Low Carb Shrinks Brain?

There it was, in today's Google News Alert for "low carbohydrate," the frightening news that low carbohydrate diets may shrink your brain, and even cause Alzheimer's! NOOOOOO!

I take the threat of dementia very, very seriously. My beloved mother has been institutionalized for years now with advanced Alzheimer's. I know to my vast sorrow just how cruel the disease is. If I thought for a minute that my low carb diet put me at increased risk, I'd quit in a heartbeat. I do not think so.

I find this study uncompelling. Why?

Let's start with "Mice aren't people and people aren't mice." Mouse studies are useful, but not conclusive. We'll go on to the fact that these were mice specifically bred to be prone to Alzheimer's.

Then let's look at the most important point: This study specifically singled out "high protein/low carbohydrate diets" as causing brain shrinkage. What have I and Dr. Atkins and the Eades and Dr. Eric Westman and Dr. Mary Vernon and Jimmy Moore and everyone else been telling you all along? Your low carb diet should be a high fat, moderate protein diet, not a high protein diet. The mice fed a high fat/low carb diet showed "no increase in plaque burden" -- in other words, they weren't getting Alzheimer's.

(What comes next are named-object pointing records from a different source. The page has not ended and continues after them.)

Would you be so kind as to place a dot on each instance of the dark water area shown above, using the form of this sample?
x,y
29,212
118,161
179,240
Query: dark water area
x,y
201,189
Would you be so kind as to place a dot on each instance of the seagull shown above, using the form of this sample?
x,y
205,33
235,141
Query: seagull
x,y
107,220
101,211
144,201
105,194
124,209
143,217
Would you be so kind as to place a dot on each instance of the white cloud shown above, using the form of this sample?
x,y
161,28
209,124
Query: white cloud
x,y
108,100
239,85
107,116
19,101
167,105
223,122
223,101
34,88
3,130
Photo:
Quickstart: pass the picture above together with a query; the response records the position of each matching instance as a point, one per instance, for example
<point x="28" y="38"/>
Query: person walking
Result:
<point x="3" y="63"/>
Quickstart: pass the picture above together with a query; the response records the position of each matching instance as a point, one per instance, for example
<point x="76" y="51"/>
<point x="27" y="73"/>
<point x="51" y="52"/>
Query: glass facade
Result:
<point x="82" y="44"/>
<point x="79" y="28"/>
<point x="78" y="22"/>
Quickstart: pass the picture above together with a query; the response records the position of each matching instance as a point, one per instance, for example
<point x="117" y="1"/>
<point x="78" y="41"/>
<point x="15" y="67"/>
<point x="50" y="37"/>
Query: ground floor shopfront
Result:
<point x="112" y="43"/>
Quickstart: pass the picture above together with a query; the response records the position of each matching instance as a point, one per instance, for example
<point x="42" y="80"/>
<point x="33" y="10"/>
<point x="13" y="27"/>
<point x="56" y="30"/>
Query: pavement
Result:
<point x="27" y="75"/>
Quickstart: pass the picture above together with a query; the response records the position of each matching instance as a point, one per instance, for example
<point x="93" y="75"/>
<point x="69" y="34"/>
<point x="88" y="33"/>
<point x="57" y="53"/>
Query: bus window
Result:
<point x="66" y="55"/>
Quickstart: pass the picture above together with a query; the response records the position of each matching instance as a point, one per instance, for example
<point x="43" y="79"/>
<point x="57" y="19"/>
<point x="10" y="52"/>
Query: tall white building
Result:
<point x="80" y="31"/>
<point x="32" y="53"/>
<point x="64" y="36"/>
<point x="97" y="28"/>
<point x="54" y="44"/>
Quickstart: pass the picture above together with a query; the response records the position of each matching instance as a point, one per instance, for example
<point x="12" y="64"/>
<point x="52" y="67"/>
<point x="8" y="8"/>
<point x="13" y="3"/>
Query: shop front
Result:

I've been saying for years that trying to combine low carb with low fat is a Very Bad Idea. Frontiersmen who could only find very lean protein -- rabbits and the like -- reported growing quite ill on such a diet. Traditional diets valued fat, and especially animal fat. (I would like to know what sort of fat was used the mouse chow for this experiment. Of course, mice are not naturally carnivorous, so their bodies may well react differently to vegetable fats -- which I suspect were used -- than ours do.)

Add to all of this that studies indicate that insulin resistance in the brain -- a sort of brain diabetes -- may also be linked to dementia.

I'll keep eating my low carb diet, thanks.